Mendy hat diesen Besuch nie vergessen, und jetzt erscheint ihr das Kasino als letzte Möglichkeit, um das Schicksal zu wenden. Sie braucht ja nur zwei, drei Mal zu gewinnen …
Als Mendy den großen Saal des Kasinos betritt, wird ihr bewusst, dass sie nicht recht in diese Umgebung passt.
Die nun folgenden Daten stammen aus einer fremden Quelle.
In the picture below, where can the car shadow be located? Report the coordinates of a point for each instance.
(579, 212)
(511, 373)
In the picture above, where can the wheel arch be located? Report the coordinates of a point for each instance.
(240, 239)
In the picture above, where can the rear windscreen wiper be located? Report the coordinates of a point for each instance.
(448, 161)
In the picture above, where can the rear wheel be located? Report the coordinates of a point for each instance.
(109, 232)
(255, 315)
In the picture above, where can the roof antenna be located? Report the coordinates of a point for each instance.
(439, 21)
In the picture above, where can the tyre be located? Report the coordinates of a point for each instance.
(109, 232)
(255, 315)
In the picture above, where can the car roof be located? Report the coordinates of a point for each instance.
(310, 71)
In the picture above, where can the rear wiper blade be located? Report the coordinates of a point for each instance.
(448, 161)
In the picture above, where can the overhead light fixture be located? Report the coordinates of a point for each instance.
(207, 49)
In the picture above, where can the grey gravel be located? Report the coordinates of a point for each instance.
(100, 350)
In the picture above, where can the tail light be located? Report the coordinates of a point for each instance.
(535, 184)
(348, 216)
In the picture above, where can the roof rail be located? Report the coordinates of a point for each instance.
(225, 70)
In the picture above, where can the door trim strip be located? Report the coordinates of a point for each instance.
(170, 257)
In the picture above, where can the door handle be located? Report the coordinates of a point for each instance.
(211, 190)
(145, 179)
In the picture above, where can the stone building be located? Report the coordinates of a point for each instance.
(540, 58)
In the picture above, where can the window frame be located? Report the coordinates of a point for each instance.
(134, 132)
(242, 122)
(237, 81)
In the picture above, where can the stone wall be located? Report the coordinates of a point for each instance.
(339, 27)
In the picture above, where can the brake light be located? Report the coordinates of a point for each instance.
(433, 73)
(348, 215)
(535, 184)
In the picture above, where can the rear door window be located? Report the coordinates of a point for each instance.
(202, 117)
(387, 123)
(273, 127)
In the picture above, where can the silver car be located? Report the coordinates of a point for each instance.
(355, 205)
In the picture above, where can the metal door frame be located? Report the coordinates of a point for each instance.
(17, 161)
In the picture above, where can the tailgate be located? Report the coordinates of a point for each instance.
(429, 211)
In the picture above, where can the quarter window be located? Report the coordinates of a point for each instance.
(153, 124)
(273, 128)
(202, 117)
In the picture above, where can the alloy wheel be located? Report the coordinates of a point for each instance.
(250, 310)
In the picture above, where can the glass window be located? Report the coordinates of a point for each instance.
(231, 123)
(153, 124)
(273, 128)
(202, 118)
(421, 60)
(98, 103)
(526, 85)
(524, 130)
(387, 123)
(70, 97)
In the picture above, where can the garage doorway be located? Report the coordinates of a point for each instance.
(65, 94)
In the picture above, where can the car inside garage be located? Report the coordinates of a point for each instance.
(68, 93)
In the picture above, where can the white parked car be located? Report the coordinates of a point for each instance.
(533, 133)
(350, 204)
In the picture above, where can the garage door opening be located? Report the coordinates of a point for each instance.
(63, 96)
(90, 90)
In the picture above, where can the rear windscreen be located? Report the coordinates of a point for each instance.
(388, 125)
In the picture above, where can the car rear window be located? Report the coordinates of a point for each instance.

Sie ist blass, angespannt und sieht wie ein gerade gekeimter Sojasprössling aus, die anderen dagegen wirken gelassen und machen undurchschaubare Fuchsgesichter. Ursprünglich wollte sie Peipei um Begleitung bitten. Aber die Vorstellung, die Freundin könnte bei den männlichen Spielern zu viel unliebsame Aufmerksamkeit wecken, hinderte sie daran, Peipei anzurufen. Jetzt bereut sie es aber, allein gekommen zu sein.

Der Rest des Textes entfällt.